I saw her perform live (albeit lip-syncing, it was epic) in 2000 in a full stadium in Namangan. Here is a patriotic song "We will not give you to anyone, Uzbekistan" that came out just at the right time as the country's independence and nation-building were challenged by various political and religious forces. It was a soundtrack of life itself for a while.



Moving on with our exploration and nostalgia. I wonder if someone out there will recognise this little number? "Nexia, Tico, Damas" - a tribute to domestic car manufacturing. In the 1990s Karimov signed a deal with Koren Daewoo and UzDaewooAuto started making cars for the masses - truly a revolution. Nexia was considered a luxurious business car, tiny Tico (the size of a vacuum cleaner, really) was a car for the youth and Damas was to become a family mini-van style vehicle, but quickly became a unit of public transportation - a marshrutka. Now taken over by Chevrolet, the manufacturer assembles many more models, a lot of which are exported to neighbouring countries. In fact, due to high tariffs imposed to protect the local producer, seeing an imported car on the roads of Uzbekistan is still an occasion. Only the super-rich can afford to import. All while Nexia, Tico and Damas are still cruising around, after all these years.


Qudrat Khakimov sang his anthem to the domestic vehicles and rumours had it received all three types from Karimov himself! Oh, the Uzbek rumours... Let's give it a listen.



Since we are on the subject of sentiments, I must draw your attention to the soundtrack song of a cult TV series "Shaytanat" (Satan). Azim Mullahonov's ballade would make the toughest men in the choykhona weep.

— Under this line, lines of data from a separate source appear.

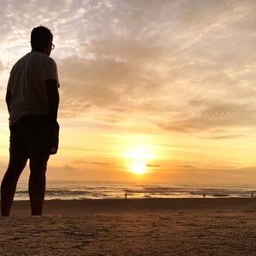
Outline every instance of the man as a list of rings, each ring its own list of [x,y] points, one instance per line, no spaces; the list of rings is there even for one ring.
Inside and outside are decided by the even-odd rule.
[[[32,51],[13,67],[6,93],[9,113],[9,163],[1,185],[1,214],[9,216],[16,185],[29,160],[32,215],[41,215],[45,172],[58,148],[58,73],[49,57],[53,35],[44,26],[31,32]]]

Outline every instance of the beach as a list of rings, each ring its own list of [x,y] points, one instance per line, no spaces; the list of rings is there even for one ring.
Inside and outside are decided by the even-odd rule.
[[[15,201],[1,255],[256,255],[255,198]]]

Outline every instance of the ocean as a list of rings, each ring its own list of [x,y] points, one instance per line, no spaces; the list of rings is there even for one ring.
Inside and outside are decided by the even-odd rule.
[[[19,181],[15,200],[29,200],[27,186],[27,181]],[[125,198],[125,192],[128,198],[251,197],[256,196],[256,185],[174,185],[48,181],[45,200],[121,199]]]

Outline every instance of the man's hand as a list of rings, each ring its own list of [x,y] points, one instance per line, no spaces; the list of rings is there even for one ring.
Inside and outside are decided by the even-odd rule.
[[[48,79],[45,81],[47,89],[48,106],[49,108],[49,116],[52,124],[57,122],[57,113],[60,102],[58,91],[58,82],[55,79]]]

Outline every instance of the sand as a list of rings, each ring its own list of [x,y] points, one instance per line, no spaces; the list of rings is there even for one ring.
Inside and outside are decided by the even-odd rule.
[[[256,255],[256,199],[47,201],[0,218],[0,255]]]

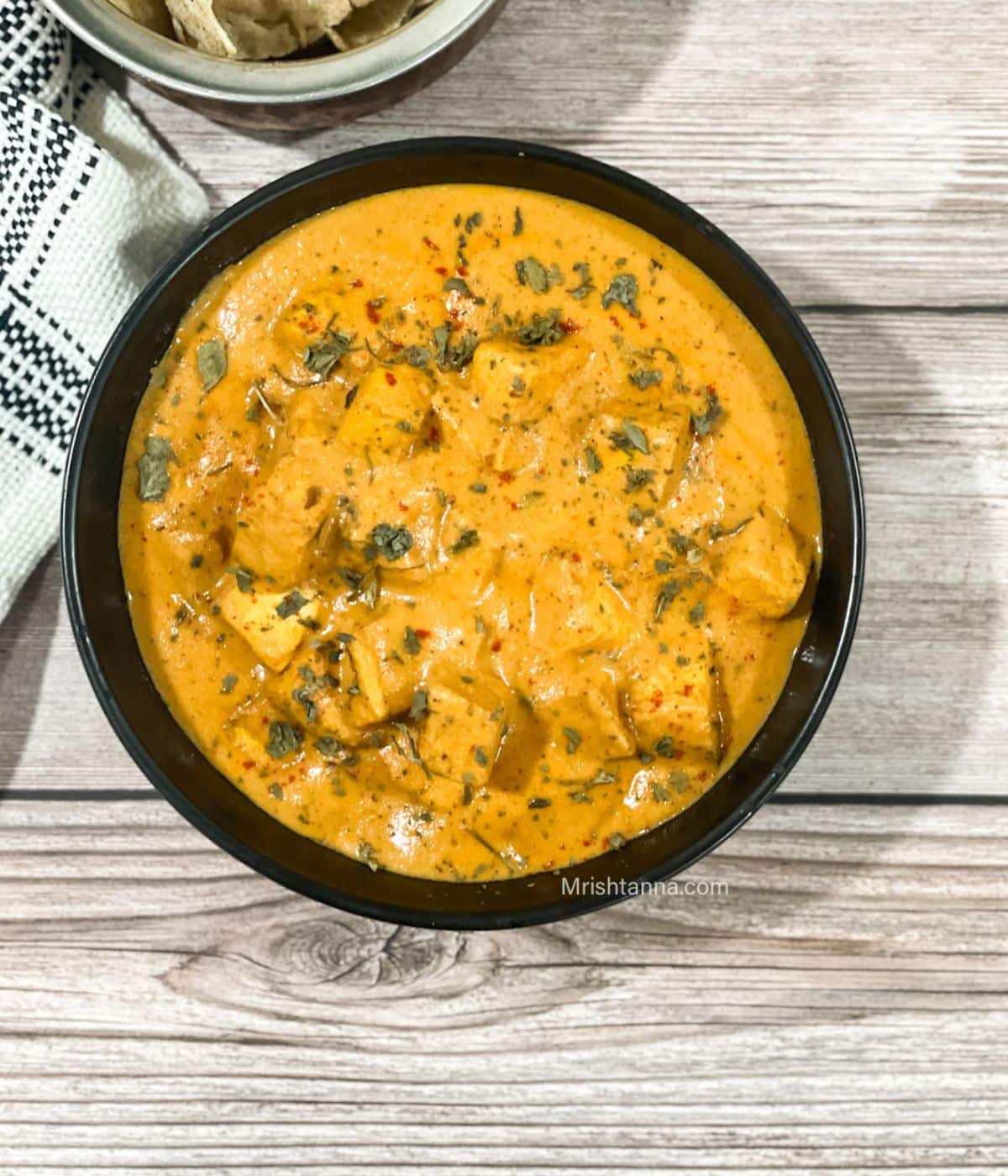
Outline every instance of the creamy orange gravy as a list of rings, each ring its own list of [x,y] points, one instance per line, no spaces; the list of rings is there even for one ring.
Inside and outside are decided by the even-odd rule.
[[[435,186],[211,283],[136,413],[119,536],[209,760],[308,837],[462,882],[710,787],[787,677],[820,510],[787,381],[692,263]]]

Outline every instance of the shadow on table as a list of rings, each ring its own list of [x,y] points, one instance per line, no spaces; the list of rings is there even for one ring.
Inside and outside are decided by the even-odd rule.
[[[31,736],[61,592],[60,562],[51,552],[0,622],[0,800]]]
[[[612,0],[573,5],[509,0],[462,61],[387,109],[319,129],[235,127],[233,134],[239,142],[248,138],[265,143],[311,143],[313,151],[305,162],[387,140],[389,125],[395,138],[403,133],[409,138],[485,134],[576,146],[566,128],[575,125],[596,132],[625,115],[662,64],[679,52],[693,8],[694,0],[629,6]],[[79,51],[113,89],[125,92],[118,66],[86,47]],[[194,131],[206,118],[195,111],[189,116]],[[405,131],[407,126],[412,129]],[[179,158],[149,123],[148,129]],[[249,188],[271,179],[251,172]]]

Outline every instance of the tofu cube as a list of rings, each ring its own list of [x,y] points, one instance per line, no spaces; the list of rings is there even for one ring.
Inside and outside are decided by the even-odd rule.
[[[533,393],[539,370],[538,356],[527,350],[502,342],[481,343],[469,374],[480,412],[502,423],[538,420],[546,412]]]
[[[615,688],[589,686],[543,703],[538,716],[547,739],[539,761],[554,780],[588,780],[608,760],[633,755],[633,735],[620,715]]]
[[[219,597],[221,616],[245,637],[255,656],[273,670],[282,670],[291,662],[308,629],[306,621],[316,621],[320,612],[318,597],[303,604],[298,613],[281,616],[276,609],[283,602],[282,592],[241,592],[233,584]]]
[[[418,748],[436,775],[480,787],[490,779],[506,729],[506,707],[490,691],[429,686]]]
[[[555,635],[556,648],[567,653],[612,649],[630,628],[626,603],[594,569],[570,560],[545,563],[533,587],[536,615]]]
[[[376,723],[402,714],[413,700],[416,671],[400,649],[402,629],[374,621],[354,634],[347,646],[360,694],[352,695],[352,714],[359,722]]]
[[[590,446],[602,462],[602,468],[592,476],[610,493],[628,489],[633,476],[628,470],[649,472],[641,488],[632,492],[632,501],[642,509],[665,503],[676,492],[693,449],[689,406],[682,400],[642,403],[645,395],[647,393],[621,395],[609,401],[585,437],[585,445]],[[640,429],[647,453],[628,443],[627,421]]]
[[[232,561],[280,586],[296,583],[305,574],[314,536],[328,508],[326,495],[312,485],[292,452],[252,492],[235,532]]]
[[[402,459],[416,443],[429,408],[429,376],[407,363],[375,368],[358,385],[339,437],[374,456]]]
[[[707,657],[692,657],[686,666],[666,657],[630,679],[627,709],[641,748],[654,751],[659,740],[669,737],[676,748],[716,754],[717,710],[710,668]]]
[[[723,554],[717,583],[728,595],[760,616],[780,617],[794,608],[808,579],[808,567],[779,512],[759,512],[720,546]]]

Ok, now back to the pop scene. One of the most influential singers of the 1990s is a person whose voice almost suspiciously resembles that of Tohir Sodiqov - Ravshan Sobirov. Just read the comments beneath this video. People are nostalgic for their youth, for hot Tashkent summers, swimming in the urban lakes in the parks, eating ice cream, dating, and being young and awesome. Tashkent of those days was truly a magical place. Perhaps, because we were younger, or maybe because it was greener, more diverse and...anyhow. Check it out:

I must list a feat between Sobirov and Setora, the legendary "Goodbye high school" song which indeed became an anthem of all graduating ceremonies in the country.

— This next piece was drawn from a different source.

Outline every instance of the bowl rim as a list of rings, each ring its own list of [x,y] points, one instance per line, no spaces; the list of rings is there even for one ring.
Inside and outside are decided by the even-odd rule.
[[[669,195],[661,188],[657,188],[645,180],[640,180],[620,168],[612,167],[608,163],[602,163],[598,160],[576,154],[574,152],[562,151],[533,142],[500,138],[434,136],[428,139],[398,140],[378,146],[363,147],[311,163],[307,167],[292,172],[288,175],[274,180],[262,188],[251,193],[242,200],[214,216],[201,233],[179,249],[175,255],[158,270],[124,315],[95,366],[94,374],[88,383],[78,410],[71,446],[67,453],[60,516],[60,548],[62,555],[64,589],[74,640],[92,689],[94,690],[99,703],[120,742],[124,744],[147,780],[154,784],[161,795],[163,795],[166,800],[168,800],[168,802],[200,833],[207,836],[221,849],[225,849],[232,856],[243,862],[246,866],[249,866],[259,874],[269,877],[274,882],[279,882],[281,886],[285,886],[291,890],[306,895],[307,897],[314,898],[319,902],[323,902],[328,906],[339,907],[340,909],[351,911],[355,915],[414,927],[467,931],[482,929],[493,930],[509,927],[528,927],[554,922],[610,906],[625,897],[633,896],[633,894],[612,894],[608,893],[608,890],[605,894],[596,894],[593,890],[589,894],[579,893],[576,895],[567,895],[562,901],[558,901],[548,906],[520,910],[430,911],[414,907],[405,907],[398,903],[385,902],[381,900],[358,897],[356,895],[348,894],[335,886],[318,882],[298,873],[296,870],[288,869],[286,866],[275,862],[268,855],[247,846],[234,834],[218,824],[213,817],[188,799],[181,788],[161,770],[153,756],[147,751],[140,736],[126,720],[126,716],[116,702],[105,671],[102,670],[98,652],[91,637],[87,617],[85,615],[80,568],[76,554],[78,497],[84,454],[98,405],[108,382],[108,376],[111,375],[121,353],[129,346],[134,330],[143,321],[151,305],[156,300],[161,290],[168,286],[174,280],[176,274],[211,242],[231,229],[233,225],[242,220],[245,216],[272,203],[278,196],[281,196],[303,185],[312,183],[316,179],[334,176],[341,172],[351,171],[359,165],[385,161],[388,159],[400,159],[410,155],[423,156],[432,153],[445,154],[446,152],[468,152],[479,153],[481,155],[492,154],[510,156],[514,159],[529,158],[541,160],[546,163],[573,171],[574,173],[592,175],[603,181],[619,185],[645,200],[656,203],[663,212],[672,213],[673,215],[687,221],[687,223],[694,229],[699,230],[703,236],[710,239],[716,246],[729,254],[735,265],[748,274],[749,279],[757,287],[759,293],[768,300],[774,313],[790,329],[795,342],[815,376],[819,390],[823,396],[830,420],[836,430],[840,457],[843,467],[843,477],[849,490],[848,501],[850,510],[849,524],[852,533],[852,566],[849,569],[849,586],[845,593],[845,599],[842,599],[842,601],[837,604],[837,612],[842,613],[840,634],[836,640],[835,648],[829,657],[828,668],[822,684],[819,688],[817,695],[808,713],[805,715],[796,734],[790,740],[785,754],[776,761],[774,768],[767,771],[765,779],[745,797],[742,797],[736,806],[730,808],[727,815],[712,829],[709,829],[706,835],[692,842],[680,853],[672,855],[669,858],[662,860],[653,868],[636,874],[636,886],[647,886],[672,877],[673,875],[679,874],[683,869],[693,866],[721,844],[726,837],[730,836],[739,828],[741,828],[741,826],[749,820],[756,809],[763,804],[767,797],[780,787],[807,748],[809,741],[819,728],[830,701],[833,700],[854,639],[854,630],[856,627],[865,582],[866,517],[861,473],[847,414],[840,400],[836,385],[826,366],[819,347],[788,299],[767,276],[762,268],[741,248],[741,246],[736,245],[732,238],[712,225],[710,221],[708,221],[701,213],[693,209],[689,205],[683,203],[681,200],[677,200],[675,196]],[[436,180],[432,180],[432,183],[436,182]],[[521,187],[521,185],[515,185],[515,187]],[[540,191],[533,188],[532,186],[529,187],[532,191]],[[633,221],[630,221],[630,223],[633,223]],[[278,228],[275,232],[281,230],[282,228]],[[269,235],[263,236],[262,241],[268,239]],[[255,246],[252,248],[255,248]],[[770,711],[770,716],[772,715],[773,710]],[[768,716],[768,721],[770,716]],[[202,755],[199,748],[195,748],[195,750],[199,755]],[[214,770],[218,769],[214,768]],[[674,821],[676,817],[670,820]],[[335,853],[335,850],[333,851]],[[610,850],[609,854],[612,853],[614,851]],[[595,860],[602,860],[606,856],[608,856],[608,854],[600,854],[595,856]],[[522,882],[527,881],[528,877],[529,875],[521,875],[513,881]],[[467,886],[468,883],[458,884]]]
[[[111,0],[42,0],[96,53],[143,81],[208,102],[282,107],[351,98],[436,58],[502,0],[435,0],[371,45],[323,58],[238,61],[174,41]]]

At the threshold of the 1990s and 2000s came a band called Dado, comprised of two brothers - Madumarovs. To say that the band became popular across and beyond Uzbekistan is to say nothing. They were gathering stadiums. Singing in Uzbek, Russian, Tajik and English, mixing styles and constantly experimenting. Dado felt both like something sent from Mars and so damn homey at the same time.

As is too often the case in the Uzbek artistic scene, there were some dramatic events involved in the fate of Dado. One of the brothers was apparently a live-in boyfriend of Gulnara Karimova - the infamous daughter of Islam Karimov. The sweethearts received lengthy prison sentences under accusations of money laundering schemes. Noteworthy is that Gulnara Karimova had a music career herself under the stage name Googoosha. But then again, what type of career did she not have?


The Uzbek pop scene of the 1990s/2000s is also not imaginable without DJ Piligrim (real name Ilkhom Yulchiev, born in 1976 in Tashkent). Again, success and drama go together in this case, finding any details or confirming/debunking the existing "facts" is nearly impossible at this point. Evidently, an ex-husband of one of the members of Setora. Apparently, once was in exile in Moscow over his criticism of the education system in Uzbekistan. Yet welcomed back and embraced, especially with such songs as this tribute to green tea. Check it out.


Not sure this is his authentic website, but for more info click here.


Now, when talking about the 90s Uzbek music scene, we must not neglect such "monsters" as Kumush Razzoqova, Nasiba Abdullayeva or Sherali Jo'rayev. But they are so big that would require a separate blog post.